Boeing Co. spokesman Marc Birtel said the company doesn’t talk in advance about meetings with federal officials.
“Everyone is working to get to the answer as quickly as possible, and good progress is being made,” Birtel said.
The FAA and overseas aviation authorities grounded all 50 of the planes in service worldwide after a lithium ion battery caught fire on a plane parked in Boston and a smoking battery led to an emergency landing by another plane in Japan.
Japan’s Transport Ministry said Wednesday its investigation has uncovered a new problem: The aircraft’s auxiliary power unit, which contains a lithium ion battery, was improperly connected to the main battery that overheated.
Among the measures being discussed to make the batteries safe enough to return the 787 to the skies are adding more ceramic spacers between battery cells to contain any short-circuiting and fire within that cell.

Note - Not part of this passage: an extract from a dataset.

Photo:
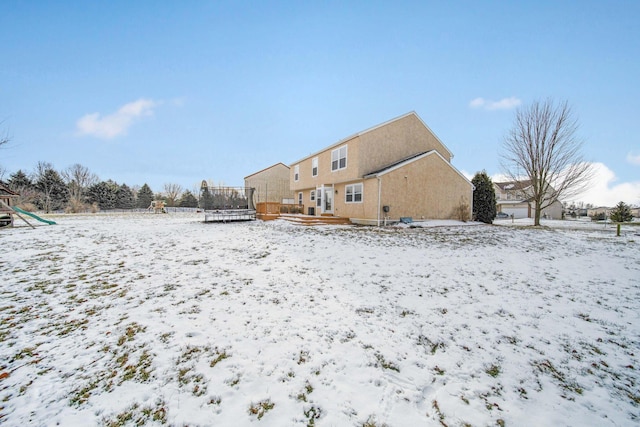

More ceramic spacers would make the battery larger, which would require a bigger box to contain the battery cells. A more robust box lined with material to prevent any fire from spreading is also under discussion.
Boeing hasn’t said how much the 787 grounding will cost it. Imperial Capital analyst Ken Herbert estimated last week that it could cost Boeing $25 million a month in direct costs, with the total price tag climbing past $1 billion, including spending to fix the problem and expenses for delayed deliveries.
Boeing is still building five 787s each month, and has said it still wants to speed up to 10 a month by the end of the year. The company had orders for 800 of the planes at the time they were grounded.
It would take a delay of more than a couple of months for Boeing to back away from its speed-up plan, UBS analyst David Strauss wrote in a note on Wednesday.
Eight airlines in seven countries have 787s in their fleets. United Airlines, the only U.S. carrier with 787s, has cut its five 787s out of its schedule through the end of March.